Face à la pression croissante du changement climatique et des activités humaines sur les littoraux, l’agence de l’eau Rhône Méditerranée Corse lance un ambitieux plan de restauration des habitats marins. Objectif : préserver la biodiversité méditerranéenne et renforcer la résilience des écosystèmes côtiers.
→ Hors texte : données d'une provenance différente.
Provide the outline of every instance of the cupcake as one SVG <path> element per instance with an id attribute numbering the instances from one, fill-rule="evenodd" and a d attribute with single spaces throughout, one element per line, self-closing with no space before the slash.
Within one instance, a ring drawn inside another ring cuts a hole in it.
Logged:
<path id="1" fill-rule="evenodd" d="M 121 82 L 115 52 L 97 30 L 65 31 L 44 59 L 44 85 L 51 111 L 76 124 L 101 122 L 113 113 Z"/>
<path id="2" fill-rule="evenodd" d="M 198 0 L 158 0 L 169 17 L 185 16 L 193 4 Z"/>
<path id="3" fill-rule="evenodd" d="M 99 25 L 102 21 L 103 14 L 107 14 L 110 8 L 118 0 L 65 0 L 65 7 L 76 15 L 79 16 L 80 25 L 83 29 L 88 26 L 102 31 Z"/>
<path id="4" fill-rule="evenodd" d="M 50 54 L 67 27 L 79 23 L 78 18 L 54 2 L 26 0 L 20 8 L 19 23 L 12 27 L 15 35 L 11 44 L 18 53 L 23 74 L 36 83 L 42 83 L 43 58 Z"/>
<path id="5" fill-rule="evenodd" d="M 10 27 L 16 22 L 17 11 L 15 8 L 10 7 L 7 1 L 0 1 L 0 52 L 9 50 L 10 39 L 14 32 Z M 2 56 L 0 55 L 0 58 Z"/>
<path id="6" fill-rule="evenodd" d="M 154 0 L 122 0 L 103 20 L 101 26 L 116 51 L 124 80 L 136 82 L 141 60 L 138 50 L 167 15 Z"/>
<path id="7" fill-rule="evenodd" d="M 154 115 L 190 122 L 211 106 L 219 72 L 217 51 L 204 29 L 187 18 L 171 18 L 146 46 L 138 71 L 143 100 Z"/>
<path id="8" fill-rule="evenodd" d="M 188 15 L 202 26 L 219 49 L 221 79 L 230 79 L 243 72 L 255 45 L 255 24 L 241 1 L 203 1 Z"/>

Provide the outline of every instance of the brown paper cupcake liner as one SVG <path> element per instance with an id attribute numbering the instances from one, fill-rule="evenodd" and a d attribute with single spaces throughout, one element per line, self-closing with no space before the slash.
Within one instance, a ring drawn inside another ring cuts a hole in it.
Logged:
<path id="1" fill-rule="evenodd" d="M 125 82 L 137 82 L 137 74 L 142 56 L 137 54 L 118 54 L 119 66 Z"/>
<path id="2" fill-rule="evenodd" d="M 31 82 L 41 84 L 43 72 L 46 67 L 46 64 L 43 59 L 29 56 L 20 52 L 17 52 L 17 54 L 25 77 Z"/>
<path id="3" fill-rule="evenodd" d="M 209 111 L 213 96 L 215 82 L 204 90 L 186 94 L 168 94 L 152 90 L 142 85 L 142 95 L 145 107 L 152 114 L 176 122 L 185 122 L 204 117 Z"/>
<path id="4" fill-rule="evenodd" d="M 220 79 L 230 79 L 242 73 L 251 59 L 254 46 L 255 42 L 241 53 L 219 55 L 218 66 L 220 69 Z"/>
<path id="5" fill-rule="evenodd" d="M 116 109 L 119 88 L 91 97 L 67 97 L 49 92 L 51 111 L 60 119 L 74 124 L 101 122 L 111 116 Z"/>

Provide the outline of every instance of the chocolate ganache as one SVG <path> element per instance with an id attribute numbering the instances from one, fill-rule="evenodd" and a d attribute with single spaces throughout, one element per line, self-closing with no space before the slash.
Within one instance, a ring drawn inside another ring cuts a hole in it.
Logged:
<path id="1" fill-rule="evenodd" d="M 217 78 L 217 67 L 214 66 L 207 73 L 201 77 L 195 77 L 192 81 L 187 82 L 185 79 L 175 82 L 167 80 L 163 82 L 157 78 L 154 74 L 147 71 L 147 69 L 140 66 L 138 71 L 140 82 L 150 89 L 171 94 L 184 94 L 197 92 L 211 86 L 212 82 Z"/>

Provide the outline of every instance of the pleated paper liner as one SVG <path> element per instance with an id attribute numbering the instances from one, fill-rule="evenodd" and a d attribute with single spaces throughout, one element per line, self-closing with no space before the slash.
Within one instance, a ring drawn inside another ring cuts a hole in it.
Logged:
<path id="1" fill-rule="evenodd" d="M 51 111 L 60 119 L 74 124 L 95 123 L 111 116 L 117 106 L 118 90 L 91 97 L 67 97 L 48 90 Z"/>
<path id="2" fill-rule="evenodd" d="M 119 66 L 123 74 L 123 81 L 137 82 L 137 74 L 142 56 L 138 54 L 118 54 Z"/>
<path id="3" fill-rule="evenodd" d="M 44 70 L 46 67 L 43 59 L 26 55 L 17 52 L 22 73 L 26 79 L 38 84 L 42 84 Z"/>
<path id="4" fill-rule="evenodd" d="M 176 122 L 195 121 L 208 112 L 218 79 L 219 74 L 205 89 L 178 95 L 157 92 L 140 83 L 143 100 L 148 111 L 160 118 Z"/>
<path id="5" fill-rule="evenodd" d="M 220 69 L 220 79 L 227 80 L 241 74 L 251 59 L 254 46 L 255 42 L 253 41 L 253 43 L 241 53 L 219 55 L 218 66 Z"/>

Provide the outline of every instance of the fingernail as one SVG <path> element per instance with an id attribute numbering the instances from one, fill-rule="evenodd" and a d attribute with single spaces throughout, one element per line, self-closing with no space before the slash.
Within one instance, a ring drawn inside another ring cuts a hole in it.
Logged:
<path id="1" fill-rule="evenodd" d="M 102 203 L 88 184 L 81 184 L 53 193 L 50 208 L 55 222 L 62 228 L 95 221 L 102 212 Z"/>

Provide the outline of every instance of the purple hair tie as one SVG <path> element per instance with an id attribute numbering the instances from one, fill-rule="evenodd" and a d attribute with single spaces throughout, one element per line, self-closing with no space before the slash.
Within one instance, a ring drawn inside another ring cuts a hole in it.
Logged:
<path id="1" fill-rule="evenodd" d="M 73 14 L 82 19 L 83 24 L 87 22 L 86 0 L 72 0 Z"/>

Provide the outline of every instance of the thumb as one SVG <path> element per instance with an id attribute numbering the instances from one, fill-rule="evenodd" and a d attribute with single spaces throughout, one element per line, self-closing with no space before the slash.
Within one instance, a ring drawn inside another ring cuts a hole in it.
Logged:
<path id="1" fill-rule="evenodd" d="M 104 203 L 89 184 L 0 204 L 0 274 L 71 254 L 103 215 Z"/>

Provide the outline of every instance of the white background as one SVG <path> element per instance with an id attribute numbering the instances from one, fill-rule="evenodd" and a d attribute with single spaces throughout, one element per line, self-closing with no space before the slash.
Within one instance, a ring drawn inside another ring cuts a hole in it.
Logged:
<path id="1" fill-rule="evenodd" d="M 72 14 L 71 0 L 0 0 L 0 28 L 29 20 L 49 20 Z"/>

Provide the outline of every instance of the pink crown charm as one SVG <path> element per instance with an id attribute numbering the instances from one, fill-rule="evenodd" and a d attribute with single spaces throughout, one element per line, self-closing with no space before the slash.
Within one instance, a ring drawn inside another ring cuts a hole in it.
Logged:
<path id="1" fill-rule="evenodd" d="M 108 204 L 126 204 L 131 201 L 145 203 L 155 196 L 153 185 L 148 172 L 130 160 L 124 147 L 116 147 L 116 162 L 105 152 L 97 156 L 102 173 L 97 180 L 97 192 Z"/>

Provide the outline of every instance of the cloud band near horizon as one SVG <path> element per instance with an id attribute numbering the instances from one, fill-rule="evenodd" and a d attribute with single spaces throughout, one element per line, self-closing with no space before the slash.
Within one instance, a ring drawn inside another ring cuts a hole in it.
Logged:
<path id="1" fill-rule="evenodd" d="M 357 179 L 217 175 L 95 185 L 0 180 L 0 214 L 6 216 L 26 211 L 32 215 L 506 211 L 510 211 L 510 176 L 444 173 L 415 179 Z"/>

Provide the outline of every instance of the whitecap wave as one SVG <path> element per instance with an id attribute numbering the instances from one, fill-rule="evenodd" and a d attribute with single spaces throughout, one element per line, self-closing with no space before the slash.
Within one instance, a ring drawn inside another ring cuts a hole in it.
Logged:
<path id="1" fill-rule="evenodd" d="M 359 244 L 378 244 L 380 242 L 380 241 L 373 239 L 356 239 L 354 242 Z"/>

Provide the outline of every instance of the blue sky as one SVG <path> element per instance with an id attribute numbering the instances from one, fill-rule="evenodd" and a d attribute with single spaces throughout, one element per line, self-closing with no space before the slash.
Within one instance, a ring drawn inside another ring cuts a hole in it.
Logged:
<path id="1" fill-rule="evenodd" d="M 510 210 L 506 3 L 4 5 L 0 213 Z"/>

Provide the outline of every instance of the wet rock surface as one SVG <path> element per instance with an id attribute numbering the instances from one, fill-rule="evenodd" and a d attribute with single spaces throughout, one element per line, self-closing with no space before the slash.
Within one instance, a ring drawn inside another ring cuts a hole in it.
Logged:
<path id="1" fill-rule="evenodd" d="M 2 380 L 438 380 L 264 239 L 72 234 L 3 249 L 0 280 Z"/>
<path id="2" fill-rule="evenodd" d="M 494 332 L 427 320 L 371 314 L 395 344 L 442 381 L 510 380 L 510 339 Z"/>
Un littoral sous tension écologique
La mer Méditerranée, bien qu’elle ne représente que 0,8 % de la surface des océans, concentre une biodiversité remarquable avec 17 000 espèces recensées, dont 28 % sont endémiques. Mais ce patrimoine naturel est aujourd’hui fragilisé par plusieurs facteurs :
- Réchauffement climatique : augmentation de la température de l’air et de l’eau
- Artificialisation du littoral et perte d’habitats
- Pollutions terrestres et plastiques
- Pressions maritimes, comme le mouillage anarchique des bateaux
Le rapport 2024 de l’Ifremer et les données de l’Agence européenne pour l’environnement confirment une dégradation continue de certains habitats clés, comme les coralligènes et les milieux sableux, malgré les efforts de régulation déjà entrepris.
Un programme d’action renforcé pour la période 2025-2030
Dans le cadre de son 12ᵉ programme d’intervention « Sauvons l’eau 2025-2030 », doté de 520 millions d’euros par an, l’agence annonce des engagements forts :
- 100 millions d’euros par an dédiés à la Méditerranée
- Objectif de restaurer 100 % des fonctions de nurseries côtières endommagées
- Taux de subvention pouvant atteindre 80 % pour les projets éligibles
« La réussite de cette reconquête nécessite la mobilisation de tous », souligne Nicolas Mourlon, directeur général de l’agence.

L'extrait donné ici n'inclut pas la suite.